OPINION:
Nothing brings out business caterwauling like a sweeping new government regulation. The party-line Federal Trade Commission vote to ban most noncompete agreements in employment was no exception.
The U.S. Chamber of Commerce and Business Roundtable almost instantaneously sued and will likely succeed in blocking the rule. This will result in a loss of potential gains for workers, consumers and the economy, and Congress should act to limit most such coercive arrangements.
Noncompete clauses limit employees from taking jobs in the same industry or geographic area. Some block former employees from starting similar businesses.
Those may make sense for executives and highly skilled workers with direct access to trade secrets who develop new processes and designs or craft competitive strategies. Valid proprietary interests, however, could be addressed less intrusively by nondisclosure agreements.
Without credible justification, noncompetes have been imposed on security guards, college interns, janitors, baristas, hairstylists, schoolteachers, physicians in clinical positions and many entry-level workers.
Those protect established businesses from competition but suppress worker mobility, innovation and wages.
It takes only a few days on the job to get fast-food workers up to speed, but many impose noncompetes on those workers.
A study of 156 large chains found 60% impose no-poaching rules on franchisees, and McDonald’s, Burger King and other franchisers’ practices are being challenged in court.
Some hourly positions, such as auto mechanics, require periodic in-service training to address rapidly evolving vehicle technology. But much of this is part of the employment bargain: Workers exchange their services for wages and training to remain marketable.

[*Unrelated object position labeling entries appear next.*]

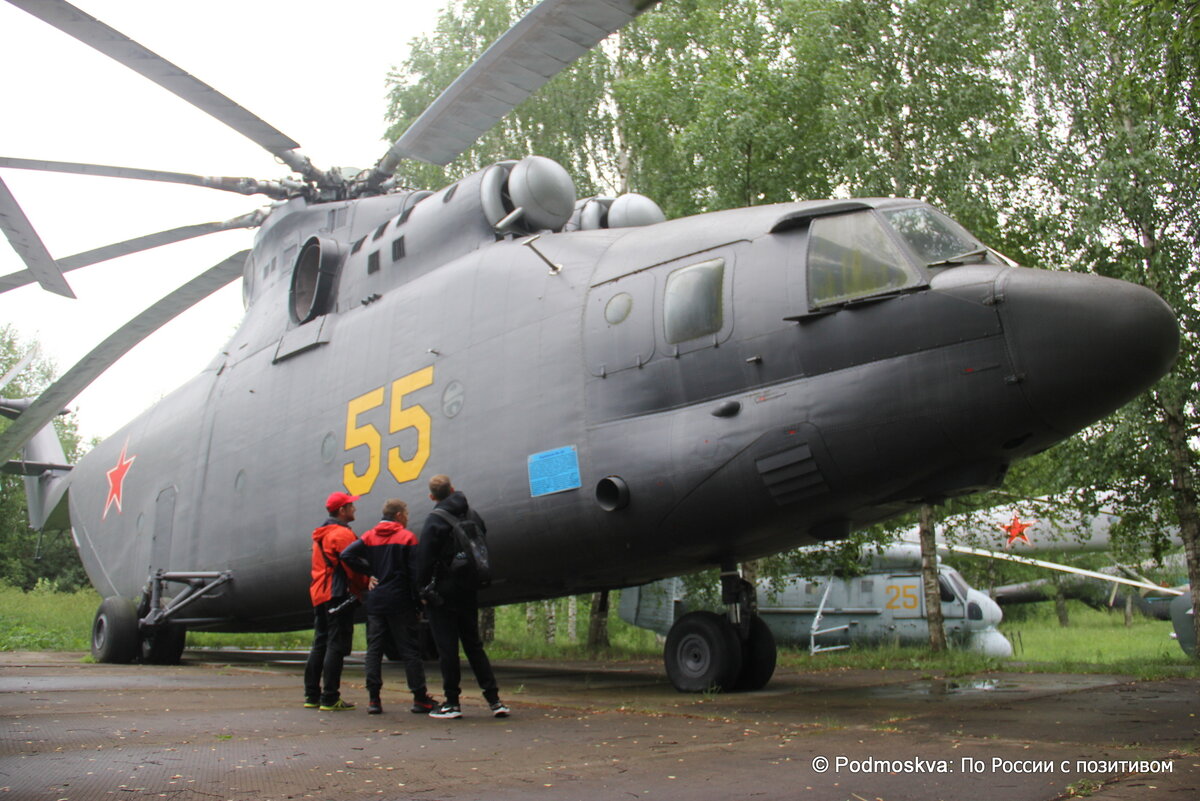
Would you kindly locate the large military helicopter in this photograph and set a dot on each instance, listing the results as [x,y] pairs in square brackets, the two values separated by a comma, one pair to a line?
[624,397]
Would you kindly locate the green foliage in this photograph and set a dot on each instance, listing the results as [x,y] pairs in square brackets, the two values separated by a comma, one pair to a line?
[1096,642]
[45,619]
[28,558]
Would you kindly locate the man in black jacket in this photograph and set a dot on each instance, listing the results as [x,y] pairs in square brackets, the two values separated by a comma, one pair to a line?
[387,553]
[454,612]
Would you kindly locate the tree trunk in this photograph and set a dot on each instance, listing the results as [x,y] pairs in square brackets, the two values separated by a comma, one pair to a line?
[487,625]
[551,621]
[598,625]
[929,577]
[1183,488]
[1060,607]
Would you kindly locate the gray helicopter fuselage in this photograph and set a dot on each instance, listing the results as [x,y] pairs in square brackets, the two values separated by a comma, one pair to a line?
[669,399]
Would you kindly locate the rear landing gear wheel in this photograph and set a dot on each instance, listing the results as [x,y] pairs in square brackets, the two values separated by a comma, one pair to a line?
[702,654]
[114,631]
[757,656]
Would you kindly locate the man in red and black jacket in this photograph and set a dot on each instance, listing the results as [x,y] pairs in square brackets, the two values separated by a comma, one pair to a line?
[388,553]
[333,589]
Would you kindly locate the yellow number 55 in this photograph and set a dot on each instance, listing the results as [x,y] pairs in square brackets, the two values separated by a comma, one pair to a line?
[400,419]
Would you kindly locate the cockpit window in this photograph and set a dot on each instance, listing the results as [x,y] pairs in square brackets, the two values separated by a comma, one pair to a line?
[851,257]
[933,236]
[693,305]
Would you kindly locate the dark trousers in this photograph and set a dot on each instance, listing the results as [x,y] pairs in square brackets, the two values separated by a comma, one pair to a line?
[333,637]
[402,628]
[451,625]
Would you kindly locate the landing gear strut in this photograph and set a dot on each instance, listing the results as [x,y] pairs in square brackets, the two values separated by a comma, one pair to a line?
[708,651]
[154,631]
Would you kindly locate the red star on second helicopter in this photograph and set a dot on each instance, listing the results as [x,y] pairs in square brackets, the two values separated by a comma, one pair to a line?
[117,481]
[1017,531]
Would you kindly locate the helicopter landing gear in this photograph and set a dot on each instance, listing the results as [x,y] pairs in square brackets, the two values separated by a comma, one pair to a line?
[708,651]
[114,631]
[702,652]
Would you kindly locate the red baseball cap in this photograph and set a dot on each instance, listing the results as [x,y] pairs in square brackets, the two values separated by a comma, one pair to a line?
[337,500]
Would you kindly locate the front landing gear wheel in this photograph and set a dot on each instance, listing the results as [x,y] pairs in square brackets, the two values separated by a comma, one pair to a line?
[702,652]
[757,656]
[114,631]
[163,644]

In the 15th century, English masters, dyers and blacksmiths limited apprentices from setting up competing shops nearby, but English courts often found those conditions coercive. In 1894, the House of Lords determined, “There is obviously more freedom of contract between buyer and seller than between master and servant or between an employer and a person seeking employment.”
On the surface, the local tradesman appeared to have an argument — why train a potential competitor? But that denies that the master tradesman obtains value for products sold by assigning the apprentice progressively more skilled tasks as he matures.
While estimates are approximate, it appears that about 18% of U.S. workers are subject to noncompete clauses and some 38% have been subject to such an agreement over the last five years.
Hairstylists are frequently subject to noncompetes, but hair coloring and cutting are idiosyncratic to clients and not proprietary knowledge of salons. Limiting stylists’ opportunity to establish competing salons harms consumer choice and worker mobility and income.
After completing his residency, Matthew Truocchio sought work as an anesthesiologist on Long Island. He received an offer that would require him not to seek a comparable position for two years within a 25-mile radius. Effectively, he would have to leave metropolitan New York — with all the costs that go with that, such as selling a home.
Hospitals provide valuable experience, but so does most work — physicians bring their skills with them. The FTC projects doctors would gain as much as a 37% increase in income.
Economic theory predicts that in an efficient job market, workers and employers will strike wage bargains that weigh the value of the experience and skills gained from specific positions and the risks imposed by a noncompete agreement. Individual workers, however, hardly have the same resources to collect market information and access to legal counsel as large employers.
Workers are often informed about required noncompete requirements as part of onboarding. The new hire may have just turned down other offers or quit his old job and is now confronted by an offer he can’t refuse. Sometimes, noncompete clauses are buried in employee handbooks that new hires must agree to follow.
Employers have cruelly enforced noncompete clauses on workers they have laid off.
The Wall Street Journal reported that a marketing leader lost her job when her company was acquired by 3M. This caused her great financial hardship, and she was blocked for two years from seeking a comparable position.
Research indicates the deck is stacked against many employees, and the FTC estimates workers’ wages will rise by up to $296 billion under its new rule.
The real rub is the “one size fits all” ban. The proposed rule could have exempted CEOs, other high-level executives and senior scientists, but that would simply shift bargaining power in favor of businesses and discourage innovation.
Massachusetts tech workers’ employers often cite the state’s enforcement of noncompetes because Greater Boston often loses skilled workers and startups to California, which bans the practice.
If Silicon Valley, with the burden of the nation’s highest state income taxes, can thrive, the rest of American business should be able to get along without medieval burdens on worker mobility.
• Peter Morici is an economist and emeritus business professor at the University of Maryland, and a national columnist.